Federal securities regulators say that a Florida man raised $5.5 million from more than 60 investors through a promise of turning their money into huge gains in Colorado’s marijuana industry.
But instead, the U.S. Securities and Exchange Commission claims, he spent $3 million to bankroll a lavish lifestyle that included:
- 11 classic and luxury cars.
- $465,000 of cryptocurrency coins.
- $335,000 spent at an adult-entertainment venue in Tampa, Florida.
- A $580,000 loan to himself to pay off his mortgage.
The SEC on Tuesday filed six counts of federal securities violations against Steven Brickner, 48, of Lithia, Florida, in connection with the scheme.

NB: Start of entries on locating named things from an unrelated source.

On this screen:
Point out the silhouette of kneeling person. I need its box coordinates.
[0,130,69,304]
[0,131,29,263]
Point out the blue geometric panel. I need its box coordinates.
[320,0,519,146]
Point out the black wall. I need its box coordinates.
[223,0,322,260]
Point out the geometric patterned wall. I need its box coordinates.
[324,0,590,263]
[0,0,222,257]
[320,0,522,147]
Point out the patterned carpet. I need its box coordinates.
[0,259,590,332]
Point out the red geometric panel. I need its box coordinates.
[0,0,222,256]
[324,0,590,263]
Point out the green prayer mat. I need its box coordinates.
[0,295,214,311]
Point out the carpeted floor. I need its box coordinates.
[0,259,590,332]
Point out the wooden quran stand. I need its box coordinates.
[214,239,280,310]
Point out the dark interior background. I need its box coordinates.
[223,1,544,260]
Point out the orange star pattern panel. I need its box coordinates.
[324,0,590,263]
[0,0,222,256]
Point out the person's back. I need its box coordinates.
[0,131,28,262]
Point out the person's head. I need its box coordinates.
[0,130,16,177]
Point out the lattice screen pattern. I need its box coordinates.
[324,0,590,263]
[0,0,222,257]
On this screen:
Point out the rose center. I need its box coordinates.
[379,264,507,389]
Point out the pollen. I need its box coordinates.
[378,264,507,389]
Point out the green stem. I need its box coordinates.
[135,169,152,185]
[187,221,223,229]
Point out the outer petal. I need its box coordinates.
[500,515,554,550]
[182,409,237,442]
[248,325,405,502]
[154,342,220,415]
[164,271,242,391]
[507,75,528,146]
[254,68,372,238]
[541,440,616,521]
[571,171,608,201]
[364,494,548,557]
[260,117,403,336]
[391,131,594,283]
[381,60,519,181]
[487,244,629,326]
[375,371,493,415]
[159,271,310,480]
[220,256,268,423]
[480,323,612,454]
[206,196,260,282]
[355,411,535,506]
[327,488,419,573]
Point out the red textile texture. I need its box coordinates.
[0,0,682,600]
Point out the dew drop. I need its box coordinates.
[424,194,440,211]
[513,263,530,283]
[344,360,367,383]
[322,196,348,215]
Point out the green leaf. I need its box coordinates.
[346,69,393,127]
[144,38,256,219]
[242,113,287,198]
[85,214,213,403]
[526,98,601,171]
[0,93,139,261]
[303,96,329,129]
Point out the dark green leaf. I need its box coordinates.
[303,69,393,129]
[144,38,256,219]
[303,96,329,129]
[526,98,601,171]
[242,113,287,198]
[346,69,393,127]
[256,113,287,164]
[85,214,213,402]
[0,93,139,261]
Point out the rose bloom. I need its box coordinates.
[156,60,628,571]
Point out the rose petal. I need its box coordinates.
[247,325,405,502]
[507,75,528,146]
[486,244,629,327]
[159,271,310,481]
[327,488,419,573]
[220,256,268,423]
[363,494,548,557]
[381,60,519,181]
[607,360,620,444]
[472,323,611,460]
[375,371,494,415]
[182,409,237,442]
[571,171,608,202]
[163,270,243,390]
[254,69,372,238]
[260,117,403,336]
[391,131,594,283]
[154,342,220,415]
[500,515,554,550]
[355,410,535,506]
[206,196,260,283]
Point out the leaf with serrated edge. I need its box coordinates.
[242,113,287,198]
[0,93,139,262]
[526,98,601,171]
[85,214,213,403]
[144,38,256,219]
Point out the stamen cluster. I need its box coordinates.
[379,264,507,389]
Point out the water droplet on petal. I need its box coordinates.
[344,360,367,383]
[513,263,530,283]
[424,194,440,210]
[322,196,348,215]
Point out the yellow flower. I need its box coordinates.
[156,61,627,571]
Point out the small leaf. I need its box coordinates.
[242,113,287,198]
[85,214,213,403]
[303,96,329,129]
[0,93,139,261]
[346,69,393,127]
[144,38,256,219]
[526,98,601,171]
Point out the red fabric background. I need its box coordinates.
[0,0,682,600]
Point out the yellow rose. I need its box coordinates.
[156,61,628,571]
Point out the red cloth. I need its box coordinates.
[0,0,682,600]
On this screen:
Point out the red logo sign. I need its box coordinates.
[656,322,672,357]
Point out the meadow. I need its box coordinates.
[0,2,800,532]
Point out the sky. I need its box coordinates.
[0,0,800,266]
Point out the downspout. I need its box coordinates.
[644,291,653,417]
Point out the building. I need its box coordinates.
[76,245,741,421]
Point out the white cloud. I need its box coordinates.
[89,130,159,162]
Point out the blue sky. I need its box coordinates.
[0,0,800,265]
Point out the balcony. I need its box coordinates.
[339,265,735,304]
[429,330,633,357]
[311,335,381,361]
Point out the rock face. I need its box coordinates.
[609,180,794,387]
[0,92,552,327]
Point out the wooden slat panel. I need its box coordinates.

Brickner, according to a court document, consented to an order to return ill-gotten gains and pay a civil penalty. He also agreed not to make any public comment denying any of the allegations or creating the impression the complaint is without factual basis.
To raise money, Brickner portrayed himself as a successful businessman when actually he filed for bankruptcy in February 2016, according to the SEC suit filed in U.S. District Court in Tampa.
According to the SEC, Brickner told investors he would buy the assets of a Colorado marijuana dispensary company and enter into a reverse merger with a publicly traded company. Their investments, he said, would multiply in value several times over.
In reality, regulators said, “Brickner did not own the assets necessary to carry out any kind of merger with the public company, nor did he ever file any of the necessary documents with any regulatory organization to conduct such a merger or other business combination.”